Robinson's career was marked by scandal involving an altercation with the Italian castrato Senesino in February 1724 in which Robinson complained Senesino's acting had become too sexually forward. Her honor was defended by her husband, the Earl of Peterborough, but the fact that the marriage was secret subjected Robinson to scandal. Robinson, Senesino, and the Earl became topical fodder for the Irish satirist Jonathan Swift who widely circulated the story beyond that city. The English public, unaware of the Earl and Robinson's marriage, gossiped widely on the hypocrisy of a woman who was a mistress complaining of sexual impropriety on the opera stage.

Swift's writing in turn inspired the creation of a number of obscene, misogynistic, and at times sexually subversive epistles written about Robinson, Senesino, the Earl of Peterborough, and the castrato Farinelli between 1724 and 1736. These satyrical epistles were penned by anonymous authors, and were written from the perspective of one of the individuals involved in the scandal. The first of these was An Epistle from Senesino to Anastasia Robinson which was dated 17 February 1724. Soon after, the dramatist Aaron Hill in his literary periodical The Plain Dealer published a response to this letter entitled An Answer from Mrs. Robinson. Thus began a chain of literary epistles that extended over a twelve-year period. These epistles have become a subject of study by scholars of Restoration literature.

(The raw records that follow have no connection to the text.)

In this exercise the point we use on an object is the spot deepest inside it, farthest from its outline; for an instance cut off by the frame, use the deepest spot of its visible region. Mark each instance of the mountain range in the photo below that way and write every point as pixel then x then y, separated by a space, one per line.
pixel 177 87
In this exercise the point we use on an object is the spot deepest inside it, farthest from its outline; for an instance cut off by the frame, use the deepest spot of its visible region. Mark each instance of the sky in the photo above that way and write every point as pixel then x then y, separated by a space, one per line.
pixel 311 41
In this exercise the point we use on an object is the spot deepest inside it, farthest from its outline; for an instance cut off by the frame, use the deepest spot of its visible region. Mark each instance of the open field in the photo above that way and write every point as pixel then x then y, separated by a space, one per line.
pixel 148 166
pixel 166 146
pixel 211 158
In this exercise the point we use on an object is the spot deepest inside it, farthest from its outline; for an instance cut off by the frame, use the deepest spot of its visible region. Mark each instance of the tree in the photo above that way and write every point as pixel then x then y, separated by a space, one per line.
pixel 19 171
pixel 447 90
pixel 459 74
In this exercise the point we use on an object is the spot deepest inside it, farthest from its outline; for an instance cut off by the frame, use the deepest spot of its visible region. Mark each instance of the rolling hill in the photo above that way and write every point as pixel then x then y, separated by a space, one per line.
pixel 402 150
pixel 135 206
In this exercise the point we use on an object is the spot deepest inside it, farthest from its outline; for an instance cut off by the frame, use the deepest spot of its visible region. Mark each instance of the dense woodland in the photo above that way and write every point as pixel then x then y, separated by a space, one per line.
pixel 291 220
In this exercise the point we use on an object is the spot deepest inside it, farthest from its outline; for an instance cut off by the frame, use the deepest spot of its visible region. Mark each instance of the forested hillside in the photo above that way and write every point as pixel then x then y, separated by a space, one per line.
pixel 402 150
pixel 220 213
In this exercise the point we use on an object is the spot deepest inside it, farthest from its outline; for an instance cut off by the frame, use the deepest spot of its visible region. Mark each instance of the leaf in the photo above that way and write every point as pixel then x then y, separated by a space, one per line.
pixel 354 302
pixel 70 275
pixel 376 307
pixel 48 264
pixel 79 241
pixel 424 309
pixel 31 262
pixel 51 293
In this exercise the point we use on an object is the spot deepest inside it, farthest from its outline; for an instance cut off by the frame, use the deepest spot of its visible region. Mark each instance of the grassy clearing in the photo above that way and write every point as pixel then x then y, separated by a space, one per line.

After Robinson's retirement she lived in Parsons Green, supported by Peterborough and her earnings from the opera. She did not detach herself from the musical world; she retained a close friendship with Bononcini, who had taught her in the past, and her house became a sort of academy-in-miniature at which Bononcini, Pier Francesco Tosi, and other musicians of the day frequently performed. For Bononcini she obtained a pension of £500 per annum from the Duchess of Marlborough. A Roman Catholic, she was also a friend of the poet Alexander Pope. After Peterborough's death in 1735, she lived at his family residence near Southampton. Lady Peterborough died in Bath, and her remains were interred in Bath Abbey.

==Reputation==
As a singer Robinson was noted for sweetness of tone, expressiveness and charisma rather than any particular virtuosic gifts. Handel was careful to use the orchestra to support the music he wrote for her, but the dramatic demands of her roles in Giulio Cesare and Flavio suggest that she possessed a not inconsiderable talent as an actress. De Fabrice, a Hanoverian diplomat visiting London in the early 1720s, compared her favourably to the extraordinary Margherita Durastanti (Sesto to Robinson's Cornelia in Cesare). Part of her correspondence is preserved for posterity in the Campori collection at Modena, and these, in addition to her personal popularity in society, suggest an attractive character.